Prefeitura diz que vai recorrer ao STJ e espera que a decisão seja revertida 

Manaus – Os desembargadores Ari Moutinho e Domingos Chalub acataram ação apresentada pelo Sindicato das Empresas de Transporte de Passageiros do Estado do Amazonas (Sinetram) e autorizaram, novamente, o reajuste da tarifa de ônibus em Manaus para R$ 3,54.

A decisão foi tomada na manhã desta segunda-feira, e contou com o voto contrário do desembargador Sabino Marques, que defendia que a tarifa não sofresse reajuste, seguindo o parecer do Ministério Público do Estado do Amazonas (MP-AM). No mês de abril deste ano o TJAM já havia autorizado o reajuste de 12,37% no valor atual da tarifa, porém a época a Prefeitura de Manaus recorreu da decisão.

Em nota, a Prefeitura de Manaus afirmou que irá ao Superior Tribunal de Justiça (STJ) para recorrer da nova decisão judicial.

O Sinetram afirma que solicitou o reajuste com base no estudo realizado pela consultoria Ernst & Young, que apontou o percentual necessário para o reajuste na tarifa do transporte coletivo da cidade, que está congelado há três anos.  

“Com esse reajuste prevalece a segurança jurídica e o respeito aos contratos. Mas não  significa que o usuário vá pagar esse preço, como não é pago hoje, por conta do subsídio. Para nós o importante é que seja definido um preço justo e que cubra os custos do sistema. Assim poderemos arcar com os custos do serviço,  o que não vem ocorrendo atualmente\”, informa o presidente do Sinetram, Carmine Furletti.

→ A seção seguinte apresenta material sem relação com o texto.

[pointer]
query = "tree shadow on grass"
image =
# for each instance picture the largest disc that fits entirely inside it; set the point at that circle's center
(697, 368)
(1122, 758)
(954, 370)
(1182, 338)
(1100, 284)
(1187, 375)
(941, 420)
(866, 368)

Em nota, a Prefeitura de Manaus informou que  o Município pondera que é impossível restituir aos usuários a tarifa aumentada. Além de recorrer ao STJ, a prefeitura afirma que, novamente, convocará o Sindicato das Empresas de Transporte de Passageiros do Estado do Amazonas (Sinetram) para o diálogo, na tentativa de reverter a ação.

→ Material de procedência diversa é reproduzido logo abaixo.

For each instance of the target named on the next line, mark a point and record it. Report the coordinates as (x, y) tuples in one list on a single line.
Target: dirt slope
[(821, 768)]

De acordo com o diretor jurídico do Sinetram, Fernando Borges, após a decisão do Tribunal, o sindicato ainda aguarda a publicação no Diário Oficial, que segundo o advogado não tem previsão, e também uma conversa com a prefeitura para discutir o complemento do subsídio. “A decisão ainda não considera o valor do subsídio que é delineado pela prefeitura para que o valor não chegue a população. Por exemplo, hoje o valor da passagem é de R$3,20, já o valor estimado com o reajuste fica em R$3,54. Mas ainda vai depender de uma conversa com a prefeitura para saber como isso vai chegar a população”, explicou.

“Estamos abertos ao diálogo, desde que se preserve o contrato. Caso contrário, o serviço vai parar”, completou ele.